PEST analysis is essential for every business that wants to become and stay successful. Its main goal is to identify external forces that may affect the organization’s performance and profitability. Political-legal, economic, social, and technological factors all contribute to demand fluctuations for IT security solutions. The framework’s political-legal aspect remains the most influential as most countries perceive cybersecurity as a part of their national security policy, especially those with developed digital infrastructure and digital economy (Kovács, 2018). Cybersecurity laws (on cybercrime, cyberterrorism) and related standards significantly influence the market and demand for security products (Thoretz & Hartley, 2020). Such socio-cultural factors as lack of cybersecurity awareness and hacker behavior changes also drive demand for specific solutions.
For instance, in the US, hackers continue to shift their attention towards small businesses (SMBs) as they cannot counter possible attacks. According to Ladeau (2019), 58% of cyberattacks targeted SMB’s in 2018, whereas their employees received more email threats than those working in larger organizations. Moreover, it was found that 62% of SMBs do not have specially trained staff capable of managing cybersecurity issues (Ladeau, 2019). In response, the Small Business Development Center Cyber Training Act of 2019 was introduced in previous Congress. It would require SMBs to hire certified cybersecurity counselors to prevent and protect their enterprises. SMBs generally do not expect to be ransomware targets; thus, they usually lack preparedness and cybersecurity awareness. Such companies also lack underwriting data or have insufficient storage for it. In this case, the change to hackers’ behavior and related legal response may lead to a surge in demand for anti-viruses and firewalls and more advanced detection and response tools. What is more, small businesses would demand private cybersecurity firms that offer protection solutions and consulting.
Another example is the relatively new EU privacy law that affected the business worldwide and security providers operating in Europe. The General Data Protection Regulation (GDPR) was enforced in 2018 to give customers more control over their personal data, such as medical information, bank details, name, and photo (Lund, 2021). This regulation requires all organizations that deal with personal data to appoint a data controller officer. Moreover, GDPR allows the collection of customer data only if the customer gives his/her consent and if there are reliable technical measures to protect this data against exposure or loss (Yu & He, 2019). High requirements and fines for non-compliance, together with customers’ privacy concerns, make businesses comply and embrace security measures.
Compliance became a requirement for the right brand image, trust between customers and company, and overall service reliability. Thus, most large companies perceive it as an opportunity and put substantial efforts and capital into data security improvement. For that reason, more and more enterprises continue to drive demand for IT security solutions to comply with GDPR. More than 25% of European companies are only at their start of security improvement (De Groot, 2020). For that reason, product developers and service providers should expect a surge in demand and seize on the momentum for profits.
To conclude, PEST analysis provides firms with external forces overview to predict demand and finally adjust the strategy.
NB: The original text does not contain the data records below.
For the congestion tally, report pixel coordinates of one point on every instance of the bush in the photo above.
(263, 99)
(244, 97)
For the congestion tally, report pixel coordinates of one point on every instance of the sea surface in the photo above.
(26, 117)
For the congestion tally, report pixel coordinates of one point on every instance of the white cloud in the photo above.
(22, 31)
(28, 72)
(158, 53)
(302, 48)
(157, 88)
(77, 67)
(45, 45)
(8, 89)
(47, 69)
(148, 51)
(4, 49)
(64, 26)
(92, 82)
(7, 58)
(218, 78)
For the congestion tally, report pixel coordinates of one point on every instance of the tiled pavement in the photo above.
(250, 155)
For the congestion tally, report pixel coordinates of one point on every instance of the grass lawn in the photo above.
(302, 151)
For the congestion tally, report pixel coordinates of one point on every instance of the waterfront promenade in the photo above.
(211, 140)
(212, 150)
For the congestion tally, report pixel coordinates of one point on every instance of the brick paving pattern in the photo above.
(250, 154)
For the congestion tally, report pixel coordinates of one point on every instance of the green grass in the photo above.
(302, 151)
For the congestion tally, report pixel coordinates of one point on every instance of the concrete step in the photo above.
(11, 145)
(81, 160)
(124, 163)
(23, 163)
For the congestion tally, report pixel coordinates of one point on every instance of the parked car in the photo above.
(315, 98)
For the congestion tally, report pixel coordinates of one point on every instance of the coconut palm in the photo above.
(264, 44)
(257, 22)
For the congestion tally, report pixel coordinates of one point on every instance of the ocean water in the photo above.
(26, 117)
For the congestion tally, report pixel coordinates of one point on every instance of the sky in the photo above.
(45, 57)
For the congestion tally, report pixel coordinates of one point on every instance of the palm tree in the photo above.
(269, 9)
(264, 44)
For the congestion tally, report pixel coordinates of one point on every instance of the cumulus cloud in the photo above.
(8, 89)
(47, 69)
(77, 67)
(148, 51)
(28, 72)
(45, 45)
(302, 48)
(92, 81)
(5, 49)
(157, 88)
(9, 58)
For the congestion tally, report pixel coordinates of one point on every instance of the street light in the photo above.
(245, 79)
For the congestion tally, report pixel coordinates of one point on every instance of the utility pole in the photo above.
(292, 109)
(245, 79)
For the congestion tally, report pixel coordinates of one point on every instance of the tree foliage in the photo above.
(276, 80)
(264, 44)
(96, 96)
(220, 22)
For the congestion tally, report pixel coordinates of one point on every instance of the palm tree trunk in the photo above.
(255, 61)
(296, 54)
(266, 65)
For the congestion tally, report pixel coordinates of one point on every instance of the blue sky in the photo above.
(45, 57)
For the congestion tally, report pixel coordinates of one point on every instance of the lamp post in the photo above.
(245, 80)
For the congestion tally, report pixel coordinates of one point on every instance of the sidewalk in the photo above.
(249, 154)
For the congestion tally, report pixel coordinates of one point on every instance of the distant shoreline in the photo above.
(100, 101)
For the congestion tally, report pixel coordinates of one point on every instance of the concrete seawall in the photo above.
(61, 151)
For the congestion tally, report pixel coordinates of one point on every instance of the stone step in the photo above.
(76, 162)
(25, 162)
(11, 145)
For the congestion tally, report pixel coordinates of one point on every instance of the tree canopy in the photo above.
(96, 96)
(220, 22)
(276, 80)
The political-legal factor was found to be the most important at the moment, as nations continue to enhance laws in order to protect personal data and counter various cyberattacks. Global standards of cybersecurity are mandatory for IoT and other companies dealing with personal data. Laws that require the application of IT professionals and special security tools drive the demand for security solutions providing the opportunity to the cybersecurity industry.
References
De Groot, J. (2020). What is the General Data Protection Regulation? Understanding & complying with GDPR requirements in 2019. DataInsider. Web.
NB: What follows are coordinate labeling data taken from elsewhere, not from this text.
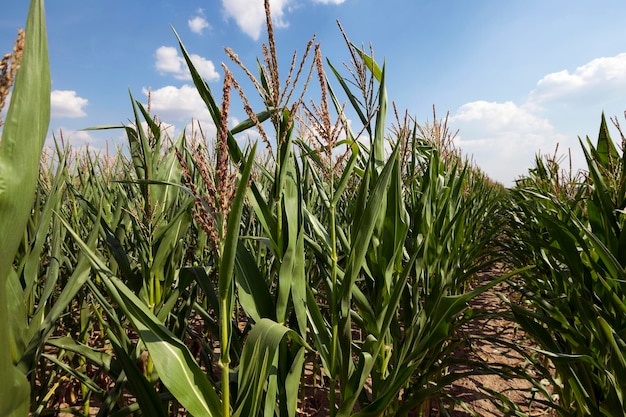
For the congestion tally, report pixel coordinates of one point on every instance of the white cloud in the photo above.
(169, 62)
(198, 23)
(596, 82)
(503, 138)
(250, 14)
(72, 137)
(173, 104)
(65, 103)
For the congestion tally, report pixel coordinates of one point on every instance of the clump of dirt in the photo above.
(494, 342)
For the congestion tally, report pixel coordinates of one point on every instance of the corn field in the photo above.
(217, 276)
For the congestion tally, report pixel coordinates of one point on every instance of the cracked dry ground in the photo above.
(489, 322)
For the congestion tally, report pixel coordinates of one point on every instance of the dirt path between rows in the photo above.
(489, 322)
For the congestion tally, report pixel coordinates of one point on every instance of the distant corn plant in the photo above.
(573, 232)
(189, 275)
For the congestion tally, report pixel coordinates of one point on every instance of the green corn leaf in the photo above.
(147, 397)
(177, 369)
(23, 136)
(260, 349)
(253, 293)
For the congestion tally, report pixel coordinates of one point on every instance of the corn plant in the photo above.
(577, 285)
(23, 136)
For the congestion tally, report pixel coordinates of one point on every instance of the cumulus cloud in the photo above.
(73, 137)
(503, 138)
(250, 14)
(66, 103)
(169, 62)
(198, 23)
(599, 80)
(177, 104)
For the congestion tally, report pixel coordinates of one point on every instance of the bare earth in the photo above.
(472, 393)
(471, 390)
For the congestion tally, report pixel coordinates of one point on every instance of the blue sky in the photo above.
(517, 76)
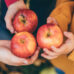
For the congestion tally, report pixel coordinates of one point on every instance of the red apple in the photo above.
(23, 44)
(25, 20)
(49, 35)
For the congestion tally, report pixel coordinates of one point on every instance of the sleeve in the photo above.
(9, 2)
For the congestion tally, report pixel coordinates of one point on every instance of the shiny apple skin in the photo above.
(23, 44)
(55, 37)
(31, 21)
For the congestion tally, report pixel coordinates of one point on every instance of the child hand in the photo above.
(9, 58)
(66, 48)
(12, 9)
Kovács, L. (2018). National cybersecurity as the cornerstone of national security. Land Forces Academy Review, 23(2), 113-120.
Ladeau, J. (2019). Legislation highlights why cyber market should keep watch on small business risk. Insurance Journal. Web.
Li, H., Yu, L., & He, W. (2019). The impact of GDPR on global technology development. Journal of Global Information Technology Management, 22(1), 1-6.
Lund, J. (2021, January 14). What is GDPR and how does it impact your business?. SuperOffice. Web.
Thoretz, W., & Hartley, K. (2020). UK enterprises seek cyber security providers to help with new regulations. Intrado GlobeNewswire. Web.